Brain Age, for the Nintendo DS, has two remarkable features that don’t get a lot of press:

  1. Before any puzzle that requies voice recognition, the game first asks if you’re in an environment where it’s appropriate to be talking to your handheld video game system, lest you look like a crazy person on the bus.
  2. When you set up your profile, it asks if you’re left- or right-handed. If you’re left-handed, whenever you log in it flips the screens for you so that you can write with the touchscreen on the left and not have to cross your hand over the other screen, which is awkward.

On the first, point, I’ll just say that it amazes me how fast Bluetooth headsets have caught on in DC. Do none of those people walking around and talking on them not see other people doing the same thing and notice how crazy they look? It’s not uncommon for me to actually pass by a person talking on a headset who’s standing right next to a real crazy person talking to himself. Oh, wait, the people with those headsets are the same staffers with their Blackberries who walk around looking as uncool as one can look, thumb-typing away emails that certainly could have waited until they were back at their keyboards.

Fact (well, a Wikipedia fact): 8-15% of the world’s population is left-handed. The Brain Age people were smart enough (heh) to realize that if 1/10 of their customers were going to be inconvenienced when trying to play their game, it was worth the time to engineer something to make it more pleasant for them.
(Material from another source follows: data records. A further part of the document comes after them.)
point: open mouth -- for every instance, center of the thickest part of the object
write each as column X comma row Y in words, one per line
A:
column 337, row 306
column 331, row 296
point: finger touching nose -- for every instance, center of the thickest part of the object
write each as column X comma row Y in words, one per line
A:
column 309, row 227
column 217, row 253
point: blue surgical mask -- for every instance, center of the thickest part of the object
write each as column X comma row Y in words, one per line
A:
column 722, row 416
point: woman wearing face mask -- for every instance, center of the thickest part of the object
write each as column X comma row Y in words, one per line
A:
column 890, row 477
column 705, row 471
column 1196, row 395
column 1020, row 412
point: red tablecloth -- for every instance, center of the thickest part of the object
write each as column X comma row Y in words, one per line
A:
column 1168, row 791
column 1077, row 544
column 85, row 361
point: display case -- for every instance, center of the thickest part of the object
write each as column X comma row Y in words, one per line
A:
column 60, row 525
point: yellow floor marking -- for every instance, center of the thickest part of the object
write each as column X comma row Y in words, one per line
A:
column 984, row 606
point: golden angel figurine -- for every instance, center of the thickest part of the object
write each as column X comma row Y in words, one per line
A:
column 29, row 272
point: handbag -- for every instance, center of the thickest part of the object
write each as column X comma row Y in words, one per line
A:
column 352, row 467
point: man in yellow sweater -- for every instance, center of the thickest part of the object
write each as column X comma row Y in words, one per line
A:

At least a few DS games require you to control your character with the directional pad, which is on the left of the console, and use the stylus to interact with the game’s environment. This is very difficult for a lefty to do. You can either try to figure out a way to use the D-pad with your right hand (and not drop the DS while you’re doing that), or learn how to hold a pencil in your right hand, like a 19th century child being forced to act against his nature.

I like that the DS has a cool user interface, and I like that game designers are having fun and experimenting with new ways to interact with their games. The Wii will take this even further, and I’m very excited by the idea. Still, I don’t like the idea that these new ideas, which are, as stated by Nintendo itself, intended to make games more accessible to more people, are creating an accessibility problem for able-bodied left-handed gamers.

(I’m using a bit more hyperbole here than maybe is necessary, but seriously, if I got a game that I couldn’t play well because it made me hold the stylus in my right hand, I’d have to return it. The level of precision required is relevant here of course.)